VMWare released the white paper of new VSAN 6.2 on Feb. 10, 2016. The technical white paper can be found here: https://www.vmware.com/files/pdf/products/vsan/vmware-virtual-san-6-2-technical-white-paper.pdf
VSAN is pretty new to me. I was trying to understand the space requirements for RAID-1 shown in the table given in the white paper (page 7). This post introduces how to understand and calculate the minimum number of hosts/FDs and total capacity for FTT with RAID1.
First, I assume you already know the RAID-1’s basics. If not please check out the wiki: https://en.wikipedia.org/wiki/Standard_RAID_levels#RAID_1
Second, FTT stands for NumberOfFailuresToTolerate, which is one configuration parameter by customer.

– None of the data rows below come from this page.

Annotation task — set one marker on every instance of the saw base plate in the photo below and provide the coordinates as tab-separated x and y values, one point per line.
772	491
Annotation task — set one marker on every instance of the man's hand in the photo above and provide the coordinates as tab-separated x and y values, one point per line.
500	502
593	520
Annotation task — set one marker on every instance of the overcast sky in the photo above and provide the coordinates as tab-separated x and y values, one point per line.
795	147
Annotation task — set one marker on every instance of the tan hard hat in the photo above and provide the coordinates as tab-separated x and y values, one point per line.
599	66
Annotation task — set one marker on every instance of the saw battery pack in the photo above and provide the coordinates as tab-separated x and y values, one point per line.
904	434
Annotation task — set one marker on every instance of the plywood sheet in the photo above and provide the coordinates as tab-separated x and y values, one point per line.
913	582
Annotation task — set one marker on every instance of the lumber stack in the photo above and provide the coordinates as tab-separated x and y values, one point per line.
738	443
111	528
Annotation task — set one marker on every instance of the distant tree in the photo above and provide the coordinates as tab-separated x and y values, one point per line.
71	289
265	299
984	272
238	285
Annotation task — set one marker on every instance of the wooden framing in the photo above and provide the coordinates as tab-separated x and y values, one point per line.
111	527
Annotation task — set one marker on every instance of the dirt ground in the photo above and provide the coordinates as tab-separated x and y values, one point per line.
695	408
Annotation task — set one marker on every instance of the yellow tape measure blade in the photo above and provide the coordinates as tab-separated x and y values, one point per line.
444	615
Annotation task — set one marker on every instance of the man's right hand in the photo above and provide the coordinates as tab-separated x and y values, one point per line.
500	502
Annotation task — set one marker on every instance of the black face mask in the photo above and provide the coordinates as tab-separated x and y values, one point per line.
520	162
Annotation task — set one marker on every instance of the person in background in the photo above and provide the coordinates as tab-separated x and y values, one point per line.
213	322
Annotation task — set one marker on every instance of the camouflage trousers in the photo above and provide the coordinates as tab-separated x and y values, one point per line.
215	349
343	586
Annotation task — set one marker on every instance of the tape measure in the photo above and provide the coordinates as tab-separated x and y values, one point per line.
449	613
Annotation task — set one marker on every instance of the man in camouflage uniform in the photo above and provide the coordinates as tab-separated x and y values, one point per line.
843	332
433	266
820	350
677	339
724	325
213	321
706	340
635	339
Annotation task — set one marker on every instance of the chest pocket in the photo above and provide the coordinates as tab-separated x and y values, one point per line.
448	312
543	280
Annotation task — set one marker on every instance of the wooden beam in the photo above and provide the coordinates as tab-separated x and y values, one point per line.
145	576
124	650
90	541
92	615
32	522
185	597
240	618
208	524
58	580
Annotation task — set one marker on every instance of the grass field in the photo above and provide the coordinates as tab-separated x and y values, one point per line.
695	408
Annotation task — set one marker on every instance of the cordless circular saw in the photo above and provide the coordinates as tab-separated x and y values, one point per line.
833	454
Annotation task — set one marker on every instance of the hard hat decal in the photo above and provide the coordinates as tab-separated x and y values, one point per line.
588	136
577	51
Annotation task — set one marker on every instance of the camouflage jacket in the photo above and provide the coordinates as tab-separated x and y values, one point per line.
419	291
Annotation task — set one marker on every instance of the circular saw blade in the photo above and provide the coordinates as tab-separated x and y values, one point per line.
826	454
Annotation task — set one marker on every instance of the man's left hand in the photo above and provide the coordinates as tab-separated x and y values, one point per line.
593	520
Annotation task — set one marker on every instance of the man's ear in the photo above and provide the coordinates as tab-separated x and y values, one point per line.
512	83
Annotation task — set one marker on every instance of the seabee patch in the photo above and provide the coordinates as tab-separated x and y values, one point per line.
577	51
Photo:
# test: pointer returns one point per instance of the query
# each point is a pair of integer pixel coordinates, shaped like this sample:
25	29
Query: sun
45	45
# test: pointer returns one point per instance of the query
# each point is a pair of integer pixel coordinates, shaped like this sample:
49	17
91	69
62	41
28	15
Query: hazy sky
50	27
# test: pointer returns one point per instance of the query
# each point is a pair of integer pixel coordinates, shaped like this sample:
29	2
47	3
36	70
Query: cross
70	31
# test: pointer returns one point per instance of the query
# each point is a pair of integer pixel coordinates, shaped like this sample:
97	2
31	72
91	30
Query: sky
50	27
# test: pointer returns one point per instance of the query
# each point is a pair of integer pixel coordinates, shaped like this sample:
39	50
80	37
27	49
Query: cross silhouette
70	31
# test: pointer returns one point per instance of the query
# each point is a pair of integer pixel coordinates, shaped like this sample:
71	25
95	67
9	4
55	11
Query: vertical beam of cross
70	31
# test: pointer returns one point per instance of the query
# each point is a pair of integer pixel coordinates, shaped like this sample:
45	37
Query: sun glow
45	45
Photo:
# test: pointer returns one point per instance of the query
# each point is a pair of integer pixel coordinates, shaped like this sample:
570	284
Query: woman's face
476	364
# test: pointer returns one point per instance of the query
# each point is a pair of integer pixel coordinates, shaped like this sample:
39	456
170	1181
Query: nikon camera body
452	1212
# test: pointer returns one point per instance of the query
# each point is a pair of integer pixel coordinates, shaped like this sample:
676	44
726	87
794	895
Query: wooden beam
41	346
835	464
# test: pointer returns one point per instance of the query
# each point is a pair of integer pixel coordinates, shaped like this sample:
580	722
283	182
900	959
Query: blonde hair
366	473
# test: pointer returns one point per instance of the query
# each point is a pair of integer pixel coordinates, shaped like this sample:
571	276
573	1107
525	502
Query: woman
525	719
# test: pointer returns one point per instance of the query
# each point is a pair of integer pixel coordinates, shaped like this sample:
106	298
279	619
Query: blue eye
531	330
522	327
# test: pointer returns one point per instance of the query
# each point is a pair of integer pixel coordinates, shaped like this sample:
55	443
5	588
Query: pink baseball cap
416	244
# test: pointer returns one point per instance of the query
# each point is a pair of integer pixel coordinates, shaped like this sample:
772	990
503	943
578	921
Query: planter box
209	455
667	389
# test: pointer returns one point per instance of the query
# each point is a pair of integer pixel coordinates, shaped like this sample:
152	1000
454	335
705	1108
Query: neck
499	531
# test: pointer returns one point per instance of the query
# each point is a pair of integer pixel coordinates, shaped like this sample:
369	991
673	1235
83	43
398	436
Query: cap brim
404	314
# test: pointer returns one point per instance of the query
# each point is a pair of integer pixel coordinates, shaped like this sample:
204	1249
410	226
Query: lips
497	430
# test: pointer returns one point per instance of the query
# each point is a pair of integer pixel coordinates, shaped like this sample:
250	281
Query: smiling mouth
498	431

The total capacity in the above table means the total required space capacity in all the disks for storing all of the exact copies (here exact means the copy should be as the same size as the original object).
Now, let’s take a look at FTT=0. Since RAID-1 is configured, the total capacity should be 2x object size by default RAID-1 setting. Because here we explicitly specify FTT=0, which means no disk failure can be tolerated, there is no need to store the second copy on the second disk. Therefore, the total capacity reduces to 1x object size. However, the number of minimum hosts should be 2 (the same as the minimum number for RAID-1), instead of 3 in the table.
For the cases of FTT>0, we need to understand how this failure tolerance works. In VSAN 5.5, for a VM to remain accessible, “one full copy of the data and more than 50% of components must be available”. Let’s take an example to explain this statement, if FTT=1 and there are three hosts with 1 magnetic disk (component):
–disk1: 1st copy of VM
–disk1: 2nd copy of VM
–disk1: witness (2MB metadata)
Host1 and host2 stores the full copies of the VM, and host3 (witness for quorum) stores pure metadata. Each disk has a vote to vote for the disk which can take over the service. So
If host1 is down, one full copy is on host2 and two votes are from host2 and host3.
If host2 is down, one full copy is on host1 and two votes are from host1 and host3.
If host3 is down, two full copies are on host1 and host2. Two votes are from host1 and host2.
Therefore, if FTT=n (n>0), the minimum required total capacity is (n+1)x object size, which guarantees there is always at least one more full copy if n hosts/FDs are down. If there is n hosts are down, in order to continue the service, at least n+1 components need to be up and vote. These n+1 components needs to span across at least n+1 hosts/FDs. So the minimum number of hosts for FTT=n is n+(n+1) = 2n+1. Let’s take FTT=2 as an example, the total required capacity is (2+1)x = 3x, and the minimum number of required hosts/FDs is 2*2+1 = 5.
Please note three things here:
1. We assume one disk (component) in the example for understanding easily. If there are more than 1 disk for each host, usually VSAN is configured as RAID-01 level. The calculation is applied at the level of hosts/FDs, since a full copy still exists at such level, but not at the disk level.
2. Among 2n+1 required hosts for FTT=n, at least n+1 full copies are required and the remaining n hosts could be witnesses.
3. Starting from VSAN 6.0, the statement of “more than 50 percent of components” has changed to “more than 50 percent of votes”. With this change, witness could be eliminated since one component can have more than 1 vote.